Process: Shifting the Shells

The Shell/Shield show is up, and opens tomorrow. My inner landscape is shifting towards the next project: the as-yet untitled show at Zendo Coffee (thank you, Pilar!). I have three larger projects planned for this show: the Wall Fungus, Coleoptera, and the Kalachakra. 

The Wall Fungus piece I developed last winter, using paperclay semi-circles. This piece is complete, I believe, from production (I’ve got 45 Fungi) through mounting system (right-angle hooks screwed into the abundant and already extant anchors on Zendo’s gorgeous brick walls) and mounting strategy (a swarm). 

Coleoptera is a collection of the Shells I’ve been making over the past two months.
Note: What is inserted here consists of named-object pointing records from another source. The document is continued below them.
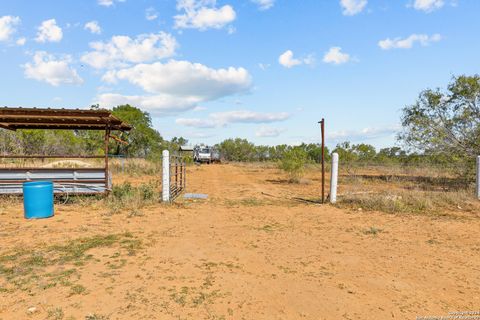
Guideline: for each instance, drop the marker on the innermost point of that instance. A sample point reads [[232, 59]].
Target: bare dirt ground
[[241, 254]]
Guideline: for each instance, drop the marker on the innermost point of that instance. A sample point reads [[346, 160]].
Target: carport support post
[[166, 176], [478, 178], [334, 178]]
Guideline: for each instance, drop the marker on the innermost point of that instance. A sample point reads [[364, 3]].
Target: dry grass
[[416, 202]]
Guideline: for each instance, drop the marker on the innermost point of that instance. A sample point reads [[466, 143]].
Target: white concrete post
[[166, 176], [478, 178], [334, 178]]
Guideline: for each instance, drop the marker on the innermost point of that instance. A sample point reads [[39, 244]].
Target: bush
[[293, 163]]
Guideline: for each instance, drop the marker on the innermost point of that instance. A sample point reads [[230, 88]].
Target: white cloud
[[54, 71], [161, 104], [264, 4], [176, 86], [49, 31], [287, 60], [108, 3], [121, 50], [203, 15], [353, 7], [220, 119], [336, 56], [428, 5], [362, 134], [8, 26], [407, 43], [184, 78], [93, 27], [151, 14], [21, 41], [268, 132]]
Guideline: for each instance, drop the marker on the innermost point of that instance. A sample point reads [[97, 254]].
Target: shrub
[[293, 163]]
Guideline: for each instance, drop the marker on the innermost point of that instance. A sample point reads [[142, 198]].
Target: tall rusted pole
[[322, 125], [107, 135]]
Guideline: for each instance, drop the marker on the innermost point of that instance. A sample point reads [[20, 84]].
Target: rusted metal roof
[[72, 119]]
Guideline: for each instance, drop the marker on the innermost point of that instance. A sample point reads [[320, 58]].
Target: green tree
[[237, 150], [293, 163], [143, 140], [445, 122]]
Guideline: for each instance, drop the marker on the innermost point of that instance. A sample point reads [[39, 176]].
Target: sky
[[264, 70]]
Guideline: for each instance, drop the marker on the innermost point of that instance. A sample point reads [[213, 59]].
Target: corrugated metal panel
[[66, 180]]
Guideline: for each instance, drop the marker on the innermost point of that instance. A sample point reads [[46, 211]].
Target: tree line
[[442, 127]]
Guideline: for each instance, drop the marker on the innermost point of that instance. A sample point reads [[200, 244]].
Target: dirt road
[[240, 254]]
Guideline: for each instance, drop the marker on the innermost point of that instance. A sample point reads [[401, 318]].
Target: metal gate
[[178, 175]]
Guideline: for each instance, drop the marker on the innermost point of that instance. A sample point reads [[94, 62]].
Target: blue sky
[[265, 70]]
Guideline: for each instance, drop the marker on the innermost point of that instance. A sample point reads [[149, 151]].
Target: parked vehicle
[[202, 154], [216, 156]]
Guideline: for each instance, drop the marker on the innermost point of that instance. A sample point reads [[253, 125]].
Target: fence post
[[334, 178], [166, 176], [478, 178]]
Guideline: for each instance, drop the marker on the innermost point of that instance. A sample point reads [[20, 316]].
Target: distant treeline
[[442, 127], [244, 151]]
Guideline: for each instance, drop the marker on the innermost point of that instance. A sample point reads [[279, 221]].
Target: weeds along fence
[[406, 188]]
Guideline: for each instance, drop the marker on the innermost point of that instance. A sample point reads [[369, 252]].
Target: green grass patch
[[25, 269]]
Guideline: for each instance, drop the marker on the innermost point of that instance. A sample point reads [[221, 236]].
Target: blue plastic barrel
[[38, 199]]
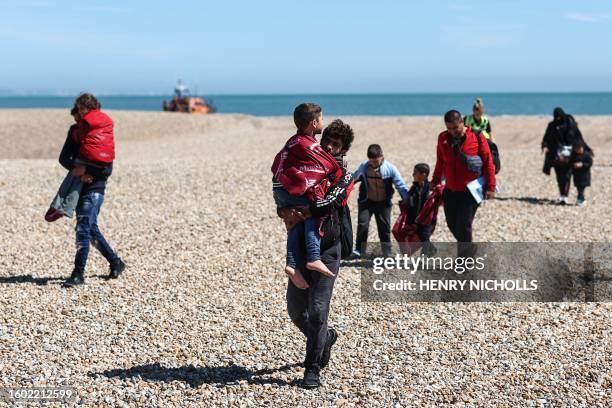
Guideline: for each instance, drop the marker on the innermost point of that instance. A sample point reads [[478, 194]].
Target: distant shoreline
[[391, 104]]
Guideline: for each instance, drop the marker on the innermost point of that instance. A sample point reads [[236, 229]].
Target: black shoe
[[311, 378], [74, 280], [332, 336], [116, 269]]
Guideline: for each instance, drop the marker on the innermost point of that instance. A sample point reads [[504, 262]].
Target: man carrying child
[[88, 154]]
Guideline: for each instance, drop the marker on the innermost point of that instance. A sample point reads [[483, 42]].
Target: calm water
[[371, 104]]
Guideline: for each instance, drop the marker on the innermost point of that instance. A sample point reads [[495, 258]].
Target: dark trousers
[[564, 176], [459, 209], [382, 214], [87, 231], [309, 308]]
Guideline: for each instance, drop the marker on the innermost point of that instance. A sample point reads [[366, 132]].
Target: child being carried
[[302, 173]]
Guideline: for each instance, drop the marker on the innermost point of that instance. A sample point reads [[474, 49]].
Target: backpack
[[494, 152]]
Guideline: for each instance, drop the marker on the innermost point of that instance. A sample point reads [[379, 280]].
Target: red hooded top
[[96, 138], [454, 169], [302, 165]]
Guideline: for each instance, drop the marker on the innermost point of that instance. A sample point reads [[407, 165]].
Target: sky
[[305, 47]]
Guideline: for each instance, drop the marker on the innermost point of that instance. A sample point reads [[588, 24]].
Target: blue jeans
[[307, 229], [87, 231]]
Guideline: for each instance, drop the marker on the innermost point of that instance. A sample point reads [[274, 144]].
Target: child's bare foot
[[319, 266], [296, 277]]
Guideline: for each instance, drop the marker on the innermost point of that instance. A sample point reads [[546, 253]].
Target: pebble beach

The piece is designed as a kind of anthropological, taxonomical display of these objects as specimens; as a collection of once-living organisms, now arranged for view. In production terms, I’ve got more than enough Shells; all are through armature and plaster stages, and most are well-finished in acrylic. I have a lingering question about the paint scheme to resolve, and I’m quite close as far as the taxonomic arrangement is concerned.

The Kalachakra is thus far a group of overlapping ideas about a large, empty wall-mounted sculpture of a ring, or circle; a series of repeated gestures/objects that form an astrological calendar, a symbol of the endless turning of embodied time, a teaching on awareness and its pitfalls. I would like viewers to have those references as they sit with the piece, but I’m unsure about the name. And many other things. 

Mucking about with extant materials, half-finished Shell forms, and my first exploration of a Circle, I found myself looking for textural and tonal contrasts. It felt liberating to stuff things in the apertures of the Shells that have so often seemed like mouths, and to see that in relationship to new and contrasting materials, the “mouth” can become more of a kind of organic plumbing–a valve, a bone’s foramen.  

The search for contrasts seems like a potent motivator for me. Interesting.